52 no. Private Bus starts running from here (along Ramcharan Sett Road/Mahendra Bhattacharya Road), between Ramrajatala (Rama Mandir) and Esplanade via Howrah Station every ten minutes.

In the year 1971, a metro line was projected in Calcutta Metro under Metropolitan Transport Project (MTP). The line is Bidhannagar-Ramrajatala (now as Kolkata Metro Line 2, Truncated until Howrah Maidan).

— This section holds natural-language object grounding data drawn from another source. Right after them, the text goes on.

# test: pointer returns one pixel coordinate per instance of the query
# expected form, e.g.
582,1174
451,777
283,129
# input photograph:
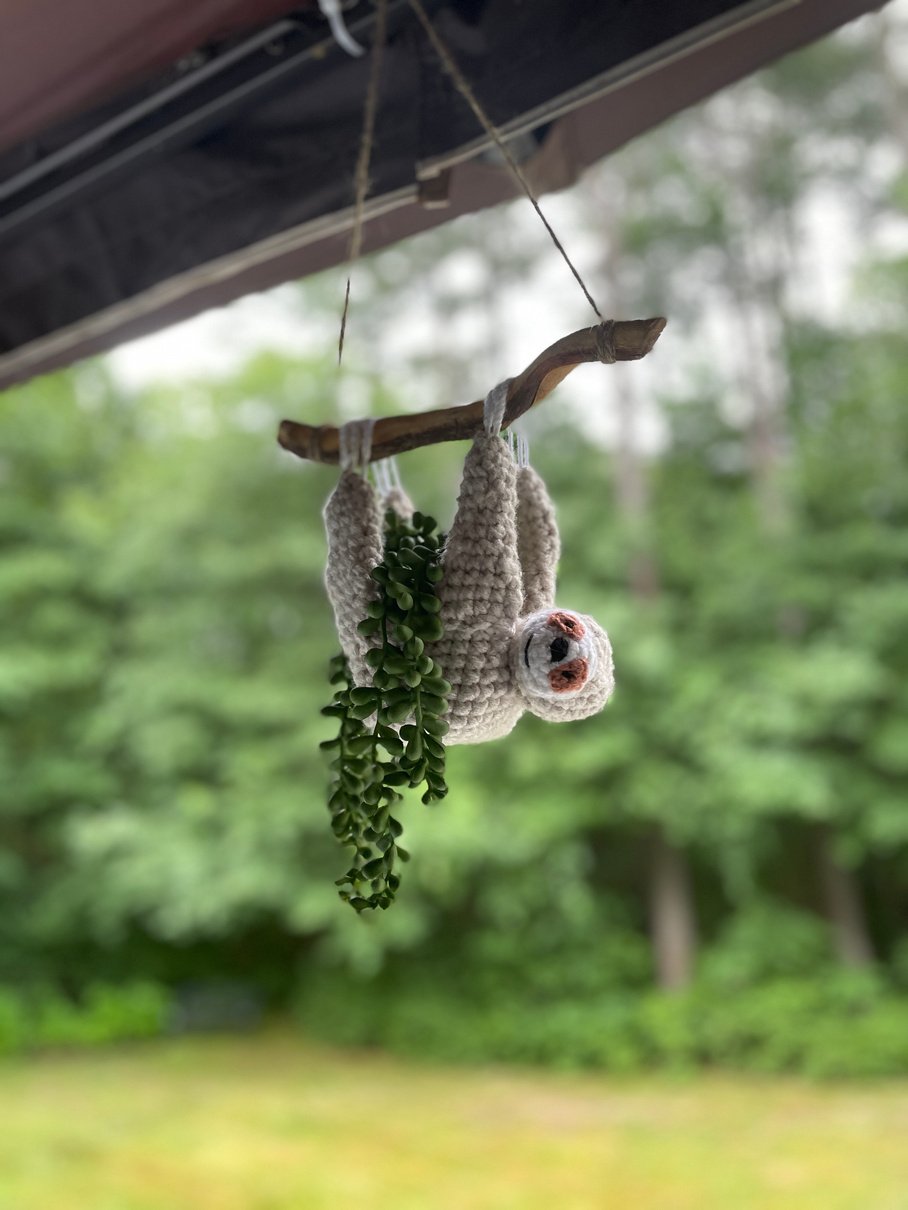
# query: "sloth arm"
538,541
352,522
482,582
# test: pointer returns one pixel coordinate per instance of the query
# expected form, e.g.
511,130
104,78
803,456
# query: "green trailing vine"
391,733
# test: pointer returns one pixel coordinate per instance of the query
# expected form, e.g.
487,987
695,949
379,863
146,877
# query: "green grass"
271,1123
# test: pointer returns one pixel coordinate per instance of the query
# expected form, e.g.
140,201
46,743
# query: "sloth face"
555,655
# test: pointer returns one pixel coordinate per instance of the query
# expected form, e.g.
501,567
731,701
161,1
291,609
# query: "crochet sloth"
506,646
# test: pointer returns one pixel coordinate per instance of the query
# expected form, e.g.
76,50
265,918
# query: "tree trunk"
672,923
843,904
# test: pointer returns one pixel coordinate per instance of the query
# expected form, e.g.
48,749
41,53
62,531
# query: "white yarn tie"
493,412
521,447
355,444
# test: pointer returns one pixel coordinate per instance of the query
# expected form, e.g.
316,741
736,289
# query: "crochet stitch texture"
506,647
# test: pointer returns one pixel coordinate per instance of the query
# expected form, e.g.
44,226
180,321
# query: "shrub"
44,1018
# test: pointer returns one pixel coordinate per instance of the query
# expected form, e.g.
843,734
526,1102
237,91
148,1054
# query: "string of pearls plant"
391,733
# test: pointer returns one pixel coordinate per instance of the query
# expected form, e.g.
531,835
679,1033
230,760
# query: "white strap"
493,412
355,444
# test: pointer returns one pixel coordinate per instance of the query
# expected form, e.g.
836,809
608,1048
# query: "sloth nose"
558,649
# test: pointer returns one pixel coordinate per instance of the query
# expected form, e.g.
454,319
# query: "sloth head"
562,663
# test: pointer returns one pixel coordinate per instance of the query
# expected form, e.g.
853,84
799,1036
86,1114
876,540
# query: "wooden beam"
615,340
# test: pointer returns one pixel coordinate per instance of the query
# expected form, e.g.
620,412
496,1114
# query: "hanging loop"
334,15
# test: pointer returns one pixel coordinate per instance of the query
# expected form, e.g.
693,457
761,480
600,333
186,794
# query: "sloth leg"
482,571
538,541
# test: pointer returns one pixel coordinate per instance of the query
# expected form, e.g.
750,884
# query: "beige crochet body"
501,628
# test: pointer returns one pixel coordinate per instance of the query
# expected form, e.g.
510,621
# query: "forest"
714,870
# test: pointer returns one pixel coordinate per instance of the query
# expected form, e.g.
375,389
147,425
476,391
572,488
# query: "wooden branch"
620,340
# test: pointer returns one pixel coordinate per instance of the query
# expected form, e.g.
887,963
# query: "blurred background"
693,906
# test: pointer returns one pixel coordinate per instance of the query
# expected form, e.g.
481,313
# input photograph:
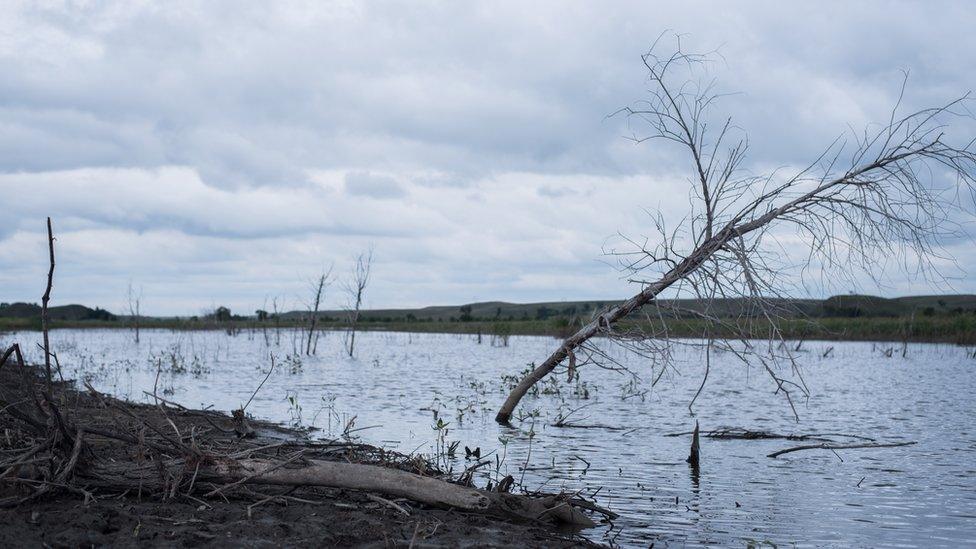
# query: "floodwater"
922,495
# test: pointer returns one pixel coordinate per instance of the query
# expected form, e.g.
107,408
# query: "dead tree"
318,289
887,192
133,301
45,317
356,290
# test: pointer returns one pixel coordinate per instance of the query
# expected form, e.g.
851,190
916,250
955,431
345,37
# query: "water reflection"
398,387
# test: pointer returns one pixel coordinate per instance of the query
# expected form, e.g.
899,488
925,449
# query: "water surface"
400,384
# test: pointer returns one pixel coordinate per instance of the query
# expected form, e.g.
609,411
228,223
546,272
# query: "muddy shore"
88,511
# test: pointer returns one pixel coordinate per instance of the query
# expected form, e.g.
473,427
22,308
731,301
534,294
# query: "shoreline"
957,330
168,506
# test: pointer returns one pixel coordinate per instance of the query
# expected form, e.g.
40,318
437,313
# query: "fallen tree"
58,439
892,193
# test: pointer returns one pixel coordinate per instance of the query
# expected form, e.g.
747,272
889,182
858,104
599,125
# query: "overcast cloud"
220,154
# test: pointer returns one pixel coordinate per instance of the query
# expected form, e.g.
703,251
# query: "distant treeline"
946,318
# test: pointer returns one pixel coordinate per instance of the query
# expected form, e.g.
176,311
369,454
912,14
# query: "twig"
828,446
388,503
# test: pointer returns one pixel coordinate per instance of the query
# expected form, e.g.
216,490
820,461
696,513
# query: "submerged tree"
886,192
134,299
356,289
318,290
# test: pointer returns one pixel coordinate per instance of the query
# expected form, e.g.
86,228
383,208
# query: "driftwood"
693,456
747,434
831,446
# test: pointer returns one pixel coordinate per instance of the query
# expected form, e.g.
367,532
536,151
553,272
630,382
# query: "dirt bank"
67,479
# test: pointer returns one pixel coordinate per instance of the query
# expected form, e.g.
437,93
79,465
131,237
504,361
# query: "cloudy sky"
214,154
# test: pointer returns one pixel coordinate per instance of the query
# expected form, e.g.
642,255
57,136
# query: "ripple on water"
912,496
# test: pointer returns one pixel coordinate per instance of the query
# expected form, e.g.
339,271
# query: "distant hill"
62,312
836,306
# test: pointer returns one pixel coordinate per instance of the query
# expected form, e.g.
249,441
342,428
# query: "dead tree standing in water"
134,300
45,318
889,192
356,290
318,289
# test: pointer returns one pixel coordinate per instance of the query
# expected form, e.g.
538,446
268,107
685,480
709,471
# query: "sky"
220,154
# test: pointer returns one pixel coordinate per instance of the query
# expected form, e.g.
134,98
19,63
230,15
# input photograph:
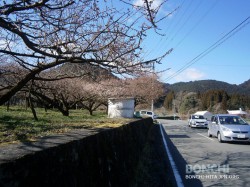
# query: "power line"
211,48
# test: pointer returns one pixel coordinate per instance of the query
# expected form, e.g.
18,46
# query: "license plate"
241,136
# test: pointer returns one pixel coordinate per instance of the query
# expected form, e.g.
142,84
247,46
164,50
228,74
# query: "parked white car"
228,127
197,121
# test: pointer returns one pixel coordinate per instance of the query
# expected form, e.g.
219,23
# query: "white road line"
174,167
205,136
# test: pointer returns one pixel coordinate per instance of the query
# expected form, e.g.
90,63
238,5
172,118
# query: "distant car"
197,121
145,113
228,127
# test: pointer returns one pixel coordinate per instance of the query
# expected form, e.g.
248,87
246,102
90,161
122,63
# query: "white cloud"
190,74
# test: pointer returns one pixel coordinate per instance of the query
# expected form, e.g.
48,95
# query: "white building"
207,115
121,107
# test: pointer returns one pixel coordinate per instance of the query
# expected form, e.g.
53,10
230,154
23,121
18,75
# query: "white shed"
208,115
121,107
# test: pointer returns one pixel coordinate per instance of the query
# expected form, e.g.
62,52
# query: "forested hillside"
211,95
205,85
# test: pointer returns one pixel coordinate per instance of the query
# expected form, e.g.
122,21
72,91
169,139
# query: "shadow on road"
180,162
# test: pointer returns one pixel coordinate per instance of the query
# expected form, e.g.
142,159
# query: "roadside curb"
177,176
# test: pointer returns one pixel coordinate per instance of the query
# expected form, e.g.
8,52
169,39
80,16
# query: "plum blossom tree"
37,35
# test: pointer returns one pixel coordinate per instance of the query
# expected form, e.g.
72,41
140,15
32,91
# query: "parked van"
145,113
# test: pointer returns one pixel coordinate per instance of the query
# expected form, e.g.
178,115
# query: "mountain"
205,85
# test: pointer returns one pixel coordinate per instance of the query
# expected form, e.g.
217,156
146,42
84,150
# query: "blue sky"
191,30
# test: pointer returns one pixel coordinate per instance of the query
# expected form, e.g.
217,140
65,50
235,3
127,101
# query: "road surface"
203,161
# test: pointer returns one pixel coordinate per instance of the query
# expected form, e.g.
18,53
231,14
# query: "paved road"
213,163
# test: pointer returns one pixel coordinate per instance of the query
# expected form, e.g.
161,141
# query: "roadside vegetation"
18,124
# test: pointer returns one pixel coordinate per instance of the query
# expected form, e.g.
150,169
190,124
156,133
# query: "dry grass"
18,124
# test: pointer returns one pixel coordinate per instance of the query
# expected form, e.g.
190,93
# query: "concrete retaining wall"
131,155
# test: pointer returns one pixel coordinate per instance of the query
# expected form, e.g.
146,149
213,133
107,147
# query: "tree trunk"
32,108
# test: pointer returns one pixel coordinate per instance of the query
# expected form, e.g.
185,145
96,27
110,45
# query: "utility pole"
152,104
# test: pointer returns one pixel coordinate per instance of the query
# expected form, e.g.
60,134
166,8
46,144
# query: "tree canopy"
37,35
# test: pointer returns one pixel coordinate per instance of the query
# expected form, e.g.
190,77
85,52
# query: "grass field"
18,124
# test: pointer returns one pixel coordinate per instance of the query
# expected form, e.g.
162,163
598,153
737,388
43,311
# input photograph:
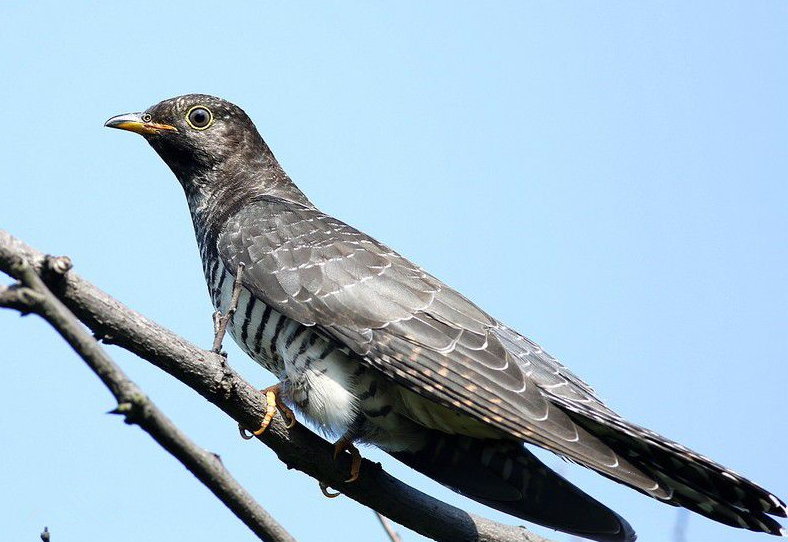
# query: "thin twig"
221,321
386,524
137,409
209,375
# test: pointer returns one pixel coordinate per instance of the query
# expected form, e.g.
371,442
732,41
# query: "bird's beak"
133,122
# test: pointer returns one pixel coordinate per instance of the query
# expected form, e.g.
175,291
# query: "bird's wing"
430,339
411,327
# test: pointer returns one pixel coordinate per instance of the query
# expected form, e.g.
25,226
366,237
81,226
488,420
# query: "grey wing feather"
429,338
410,326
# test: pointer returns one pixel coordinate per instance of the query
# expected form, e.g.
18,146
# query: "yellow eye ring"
199,117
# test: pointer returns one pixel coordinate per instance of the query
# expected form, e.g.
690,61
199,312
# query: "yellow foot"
346,444
273,402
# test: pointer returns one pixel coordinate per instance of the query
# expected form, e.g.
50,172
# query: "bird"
372,349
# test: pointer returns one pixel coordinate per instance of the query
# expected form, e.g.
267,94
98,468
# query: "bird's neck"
214,196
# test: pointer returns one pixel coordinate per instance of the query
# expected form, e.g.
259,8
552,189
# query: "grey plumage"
369,345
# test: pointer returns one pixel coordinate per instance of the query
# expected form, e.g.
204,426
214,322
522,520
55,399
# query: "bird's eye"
199,117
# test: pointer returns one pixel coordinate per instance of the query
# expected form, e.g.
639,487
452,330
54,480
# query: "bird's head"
210,144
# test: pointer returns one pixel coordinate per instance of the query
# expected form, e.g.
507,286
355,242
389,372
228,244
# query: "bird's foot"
273,402
345,444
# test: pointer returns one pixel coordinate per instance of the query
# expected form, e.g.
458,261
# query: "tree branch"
35,297
209,375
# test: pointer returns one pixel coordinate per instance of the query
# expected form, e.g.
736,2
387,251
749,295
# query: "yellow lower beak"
133,123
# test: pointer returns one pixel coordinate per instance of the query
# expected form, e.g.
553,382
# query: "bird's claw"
273,402
345,444
325,489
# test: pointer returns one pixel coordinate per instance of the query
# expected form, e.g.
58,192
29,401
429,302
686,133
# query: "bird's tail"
689,479
506,476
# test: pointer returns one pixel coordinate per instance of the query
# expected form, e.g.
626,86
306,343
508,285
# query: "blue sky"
607,178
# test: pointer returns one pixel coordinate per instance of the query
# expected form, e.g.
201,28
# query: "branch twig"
209,375
388,527
134,405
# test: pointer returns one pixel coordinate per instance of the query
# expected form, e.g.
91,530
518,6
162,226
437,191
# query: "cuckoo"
370,348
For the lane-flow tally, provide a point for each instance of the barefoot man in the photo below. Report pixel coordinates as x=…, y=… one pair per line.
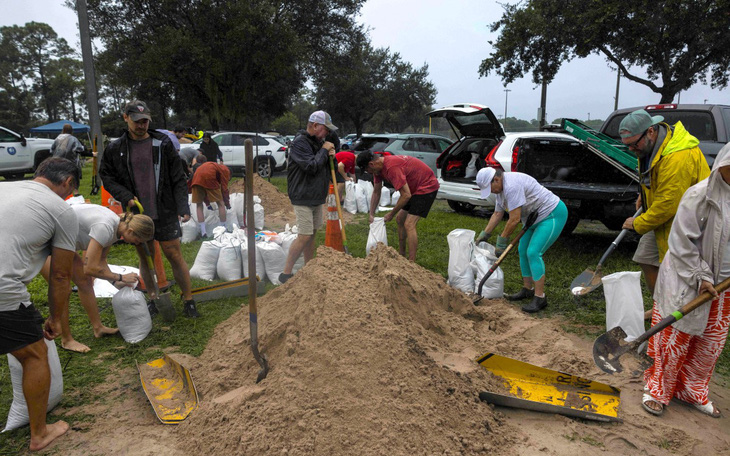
x=36, y=222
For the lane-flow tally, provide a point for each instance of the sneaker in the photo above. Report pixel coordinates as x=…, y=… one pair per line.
x=284, y=277
x=524, y=293
x=190, y=310
x=152, y=308
x=536, y=305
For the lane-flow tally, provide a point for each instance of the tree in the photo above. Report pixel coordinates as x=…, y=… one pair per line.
x=678, y=42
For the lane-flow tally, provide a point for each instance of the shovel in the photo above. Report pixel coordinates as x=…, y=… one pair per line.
x=588, y=280
x=162, y=301
x=528, y=223
x=609, y=347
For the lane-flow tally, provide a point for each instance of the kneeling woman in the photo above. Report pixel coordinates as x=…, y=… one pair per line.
x=99, y=229
x=520, y=195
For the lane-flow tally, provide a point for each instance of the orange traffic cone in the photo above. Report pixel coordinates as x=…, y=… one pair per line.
x=333, y=235
x=162, y=282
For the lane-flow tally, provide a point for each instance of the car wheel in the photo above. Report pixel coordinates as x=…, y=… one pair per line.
x=264, y=168
x=461, y=207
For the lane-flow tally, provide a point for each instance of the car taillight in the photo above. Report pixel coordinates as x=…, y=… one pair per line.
x=490, y=160
x=664, y=106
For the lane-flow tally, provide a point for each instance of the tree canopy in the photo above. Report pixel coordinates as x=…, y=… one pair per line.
x=676, y=43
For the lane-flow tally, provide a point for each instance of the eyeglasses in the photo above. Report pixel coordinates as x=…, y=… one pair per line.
x=635, y=143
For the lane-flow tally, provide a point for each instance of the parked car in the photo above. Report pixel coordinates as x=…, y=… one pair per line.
x=269, y=154
x=590, y=188
x=710, y=123
x=20, y=155
x=425, y=147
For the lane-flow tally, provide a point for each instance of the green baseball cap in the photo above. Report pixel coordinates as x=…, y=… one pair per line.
x=637, y=123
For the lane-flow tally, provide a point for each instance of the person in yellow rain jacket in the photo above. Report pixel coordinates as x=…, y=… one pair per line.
x=670, y=162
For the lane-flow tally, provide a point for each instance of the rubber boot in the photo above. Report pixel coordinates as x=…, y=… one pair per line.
x=536, y=305
x=524, y=293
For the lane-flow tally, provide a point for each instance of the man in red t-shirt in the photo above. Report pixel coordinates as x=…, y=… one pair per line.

If Santragachi metro happens, then Belepole and Bethore will have a metro station to serve Ramrajatala.

==Places of interest==

- Rama Mandir (Rama Temple)
A fair is held during the four month long puja. This is popular, particularly during the bisarjan (immersion ceremony) that is the last journey on the last Sunday in Shraavana.
- Shankar Math
A Shankaracharya Temple with a Gurukul styled school having a residential ashram for the poor and homeless students. There is a huge playground in front of here.
- Lake Land Country Club
Situated on Kona Expressway, it is a place for shooting Tollywood movies, auditions for many national talent hunt contests are held here. It was previously known as Rashid Park.
- Santragachi Jheel
It attracts many migratory Siberian birds such as lesser whistling duck from December to February every year.
- Dumurjala Indoor Stadium
A few distance away on Dr. Bholanath Chakraborty Sarani (Formerly Drainage Canal Road), it is an indoor stadium with plays host to several prominent talent hunt contests and sports activities.
- Bani Niketan Public Library
A big public library in Ramrajatala, containing long range of books, hosts many competitions also.

===Nearby Localities===
Some of the localities in or near Ramrajatala are:
- Hatpukur, small locality near Ramrajatala
- Ichapur, neighbourhood beside Ramrajatala
- Jagacha, neighbourhood beside Ramrajatala

- Chaudhurypara, small locality in Ramrajatala, in past times zamindar Ayodhyaram Chaudhury lived here
- Bhattacharjeepara, small locality beside Ramrajatala, in past times the Bhattacharjee family lived here
- Kamardanga, neighbourhood beside Ramrajatala
- Nandipara, small locality in Ramrajatala
- Sasthitala, small locality in Ramrajatala
- Doser Pallee, small locality in Ramrajatala
- Satashi, neighbourhood beside Ramrajatala
- Balitikuri, industrial locality near Ramrajatala

==Educational institutions==

- Dr. Kanailal Bhattacharya College, established in 1985, named after Kanailal Bhattacharyya, ex-minister.
- Industrial Training Institute, Howrah Homes.
- Santragachi Kedarnath Institution, Howrah is a notable high school. Sir Ashutosh Mukherjee laid the foundation stone of this school in 1925. Santragachi Kedarnath Institution (For girls) is the sister school of this school.